Threadripper & PCIe Bus Errors

This fixed the problem for me too on my x370 taichi.

Im very dismayed that this has barely had any attention from amd or tech web sites.

this has been pretty much swept under the rug and ignored as a non issue.

however its not a non issue as it appears to be a hardware issue of some sort or worse a an issue with the cpus them selves.

but who knows, cause no one can seem to get an answer as to why it occurs. or when we will see a fix.

just simply frustrating.

Kinda? The aspm disable option has been 100% stable for me since always. I suspect it’s actually an asmedia/chipset issue…
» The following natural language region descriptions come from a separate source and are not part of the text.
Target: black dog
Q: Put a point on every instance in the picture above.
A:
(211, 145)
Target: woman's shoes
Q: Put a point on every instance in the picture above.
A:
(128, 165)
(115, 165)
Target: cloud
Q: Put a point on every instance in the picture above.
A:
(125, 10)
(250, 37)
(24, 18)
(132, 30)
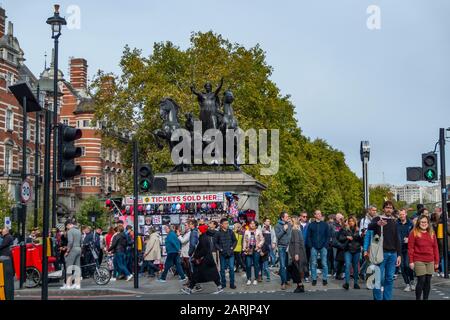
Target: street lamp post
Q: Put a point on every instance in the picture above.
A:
(56, 22)
(365, 155)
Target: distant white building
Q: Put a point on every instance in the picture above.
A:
(413, 192)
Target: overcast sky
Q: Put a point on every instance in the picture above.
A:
(349, 83)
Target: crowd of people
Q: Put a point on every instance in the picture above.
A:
(298, 248)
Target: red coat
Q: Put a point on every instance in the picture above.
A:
(423, 248)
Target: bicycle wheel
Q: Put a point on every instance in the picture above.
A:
(102, 276)
(33, 277)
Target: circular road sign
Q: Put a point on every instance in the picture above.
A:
(25, 191)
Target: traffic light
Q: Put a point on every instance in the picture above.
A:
(414, 174)
(67, 152)
(145, 177)
(429, 166)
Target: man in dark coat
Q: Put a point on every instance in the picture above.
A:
(205, 269)
(225, 242)
(7, 241)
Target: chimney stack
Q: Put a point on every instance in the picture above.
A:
(2, 22)
(78, 73)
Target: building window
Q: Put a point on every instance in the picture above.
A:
(28, 136)
(9, 79)
(9, 120)
(8, 159)
(28, 167)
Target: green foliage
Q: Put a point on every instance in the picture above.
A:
(379, 194)
(90, 205)
(6, 203)
(311, 174)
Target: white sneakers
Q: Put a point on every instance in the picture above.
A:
(219, 290)
(66, 287)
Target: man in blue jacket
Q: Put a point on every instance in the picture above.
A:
(173, 248)
(404, 227)
(283, 232)
(318, 237)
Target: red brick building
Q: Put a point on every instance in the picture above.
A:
(100, 167)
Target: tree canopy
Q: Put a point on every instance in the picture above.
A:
(311, 174)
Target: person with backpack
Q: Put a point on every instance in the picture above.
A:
(297, 254)
(239, 263)
(204, 266)
(225, 242)
(404, 226)
(385, 227)
(173, 248)
(423, 255)
(363, 225)
(351, 241)
(318, 238)
(265, 253)
(283, 233)
(253, 242)
(304, 224)
(118, 248)
(193, 242)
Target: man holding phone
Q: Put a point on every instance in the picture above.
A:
(391, 249)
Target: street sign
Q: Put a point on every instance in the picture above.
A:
(8, 222)
(25, 191)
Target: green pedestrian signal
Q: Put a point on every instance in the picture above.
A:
(430, 174)
(429, 166)
(145, 185)
(145, 177)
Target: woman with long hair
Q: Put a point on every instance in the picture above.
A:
(253, 242)
(351, 242)
(204, 266)
(297, 253)
(423, 255)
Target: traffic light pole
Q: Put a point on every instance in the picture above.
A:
(23, 217)
(135, 209)
(44, 291)
(55, 130)
(444, 197)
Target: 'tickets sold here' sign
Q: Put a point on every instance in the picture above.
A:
(177, 198)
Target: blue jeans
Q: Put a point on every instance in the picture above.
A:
(272, 256)
(387, 268)
(351, 259)
(224, 264)
(283, 264)
(248, 265)
(121, 264)
(323, 258)
(407, 273)
(172, 259)
(265, 268)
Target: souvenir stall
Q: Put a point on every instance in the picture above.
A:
(176, 209)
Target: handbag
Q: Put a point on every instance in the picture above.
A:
(376, 254)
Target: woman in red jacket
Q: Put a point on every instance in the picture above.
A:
(423, 255)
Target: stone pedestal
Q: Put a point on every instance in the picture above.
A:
(247, 187)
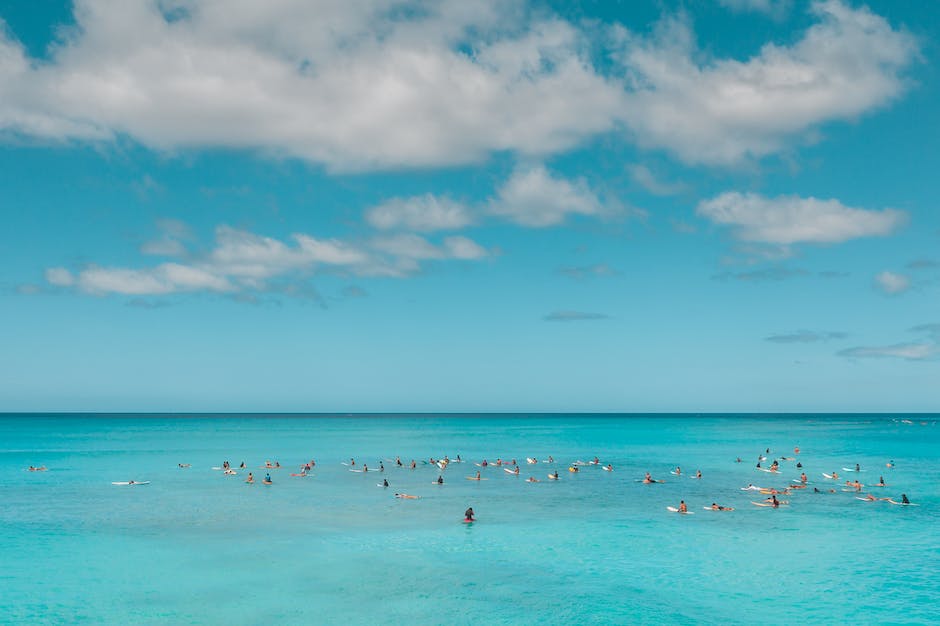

Some errors are resolved on tr as of agesa 1005

not sure when this was published but the errata sheets for the ryzen processor was released.

1080 PCIe Link Exit to L0 in Gen1 Mode May Incorrectly Trigger NAKs, (on page 54) also
1083 on page 56
sounds like what may be causing the issue

unfortunately no fix is planned

good thing its not serious … still dont like seeing it especially when trying to trouble shoot something .

this is the errata pdf for those curious

1 Like

New developments are coming ahead of the Threadripper 2 launch. BIOSes are being pushed for Threadripper 2 compatibility which are said to include out of the box fixes for these issues

https://www.reddit.com/r/Amd/comments/7gp1z7/threadripper_kvm_gpu_passthru_testers_needed/ (Scroll down to Update 8)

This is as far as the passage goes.